On 29 September 1957, near the Russian town of Kyshtym in the southern Urals, one of the steel tanks used to store high-level radioactive waste (HLW) in Chelybinsk – 40, the military installation for the production of materials for nuclear arms, exploded.
The release of fission products into the surrounding area and the scale of the evacuation operation would have probably classed the event - according to the INES scale (International Nuclear Event Scale) - as a level 6 “serious accident”.
On 7 October 1957, on the coast of Cumberland, in Northeast England, a fire broke out in the Windscale plant managed by the UKAEA (United Kingdom Atomic Energy Authority). The accident was caused by overheating, and by the beginning of the fusion process of the fuel in one of the two reactors used to produce plutonium.

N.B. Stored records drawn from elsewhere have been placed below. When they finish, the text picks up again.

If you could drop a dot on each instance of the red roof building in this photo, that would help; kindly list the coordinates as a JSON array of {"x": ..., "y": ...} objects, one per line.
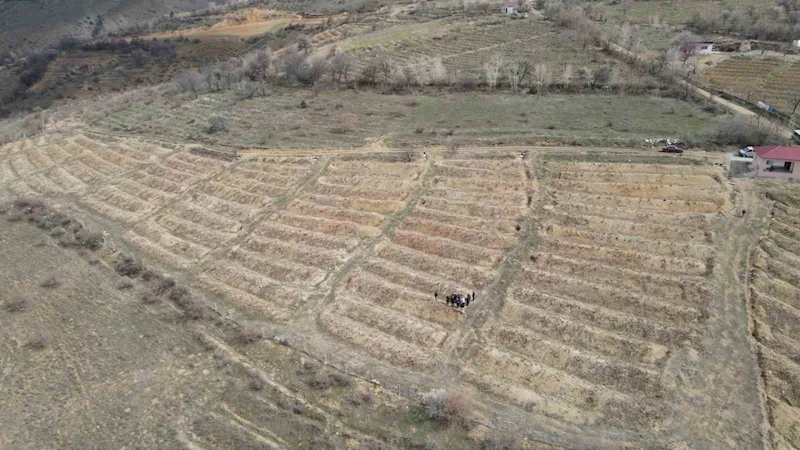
[{"x": 777, "y": 162}]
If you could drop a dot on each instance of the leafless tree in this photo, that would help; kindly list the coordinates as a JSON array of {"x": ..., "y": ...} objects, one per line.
[
  {"x": 454, "y": 143},
  {"x": 794, "y": 100},
  {"x": 542, "y": 75},
  {"x": 369, "y": 73},
  {"x": 492, "y": 69},
  {"x": 386, "y": 68},
  {"x": 566, "y": 77},
  {"x": 517, "y": 71},
  {"x": 304, "y": 45},
  {"x": 316, "y": 70},
  {"x": 294, "y": 64},
  {"x": 190, "y": 81},
  {"x": 341, "y": 64}
]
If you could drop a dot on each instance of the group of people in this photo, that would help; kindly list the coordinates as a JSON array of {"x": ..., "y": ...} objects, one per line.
[{"x": 456, "y": 300}]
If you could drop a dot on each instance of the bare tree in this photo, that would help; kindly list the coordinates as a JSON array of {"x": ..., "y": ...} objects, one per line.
[
  {"x": 542, "y": 75},
  {"x": 369, "y": 73},
  {"x": 304, "y": 45},
  {"x": 454, "y": 143},
  {"x": 492, "y": 69},
  {"x": 294, "y": 64},
  {"x": 315, "y": 70},
  {"x": 517, "y": 71},
  {"x": 794, "y": 100},
  {"x": 566, "y": 77},
  {"x": 341, "y": 64},
  {"x": 190, "y": 81},
  {"x": 386, "y": 68}
]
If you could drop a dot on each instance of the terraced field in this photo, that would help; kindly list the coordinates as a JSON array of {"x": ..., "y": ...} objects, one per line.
[
  {"x": 294, "y": 253},
  {"x": 775, "y": 297},
  {"x": 464, "y": 46},
  {"x": 769, "y": 80},
  {"x": 617, "y": 279},
  {"x": 593, "y": 279},
  {"x": 453, "y": 241}
]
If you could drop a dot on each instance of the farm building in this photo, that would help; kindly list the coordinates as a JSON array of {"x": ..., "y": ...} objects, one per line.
[
  {"x": 777, "y": 162},
  {"x": 510, "y": 8},
  {"x": 703, "y": 48}
]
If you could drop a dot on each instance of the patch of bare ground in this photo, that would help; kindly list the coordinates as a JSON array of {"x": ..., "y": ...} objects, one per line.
[
  {"x": 616, "y": 281},
  {"x": 775, "y": 299}
]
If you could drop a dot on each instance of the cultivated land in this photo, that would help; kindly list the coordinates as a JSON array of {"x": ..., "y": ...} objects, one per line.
[{"x": 604, "y": 279}]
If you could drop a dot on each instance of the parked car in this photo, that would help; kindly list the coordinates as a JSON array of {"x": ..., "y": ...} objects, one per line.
[
  {"x": 672, "y": 148},
  {"x": 747, "y": 152}
]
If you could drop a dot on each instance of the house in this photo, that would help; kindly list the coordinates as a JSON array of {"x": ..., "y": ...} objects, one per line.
[
  {"x": 703, "y": 48},
  {"x": 510, "y": 8},
  {"x": 777, "y": 162}
]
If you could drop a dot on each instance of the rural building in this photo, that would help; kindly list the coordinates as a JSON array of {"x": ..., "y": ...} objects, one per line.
[
  {"x": 510, "y": 8},
  {"x": 703, "y": 48},
  {"x": 777, "y": 162}
]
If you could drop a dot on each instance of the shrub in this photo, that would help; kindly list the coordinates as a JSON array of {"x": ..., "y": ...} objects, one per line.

The initial release of radioactivity was on 10 October of the same year, and the contamination of milk with radioactive iodine prompted a ban on consumption.
The serious risks posed outside of the site mean this event would have probably been classified as level 5 on the INES scale: accident with wider consequences.
Three Mile Island (1979)
On 28 March 1979, in the nuclear station of Three Mile Island in Pennsylvania (USA), a technical failure in one of the two reactors caused the fusion of one third of fuel, and the release of fission products inside the containment barriers, noble gases as well as a small quantity of iodine into the atmosphere.
Expectant mothers and preschool children resident within 5 miles of the plant were evacuated, for a total of 25,000 inhabitants; residents within a ten miles radius were advised to stay indoors. There were no restrictions on food consumption.
The accident would have probably been classified as an accident “with wider consequences”, level 5 of the INES scale, despite the serious damage to the core of the reactor.
On 26 April 1986, in the nuclear station of Chernobyl, approximately 100 km from Kiev, the explosion of one of the four reactors in operation caused the partial rupture of the cement cover, with the resulting release of radionuclides into the atmosphere. The leak continued for about ten days, causing extremely serious radiological contamination of vast areas of territory.
The evacuation area stretched out over 30 km around the site and involved 135,000 people. The contamination of foodstuffs, livestock and drinking water was accompanied by a restriction on sale and consumption that is still implemented in some areas of the former Soviet Union.
The event was classed as level 7 on the INES scale: Major accident.
In 1987, some inhabitants from the city of Goiânia in Brazil found a source of 137 Cs (alkaline metals in the form of Cesium chloride) left in a disused private hospital.
The attempt to extract the metal from the encasement and the resulting rupture of the cesium chloride source caused its spread among the population due to the fluorescence of the chloride dust. The resulting contamination caused the death of four people as well as numerous cases of radiation burns.
The main radio protective measures involved not only the treatment of the people exposed, but also decontamination operations through the demolition of seven homes and the production of 3,500 m3 of radioactive waste.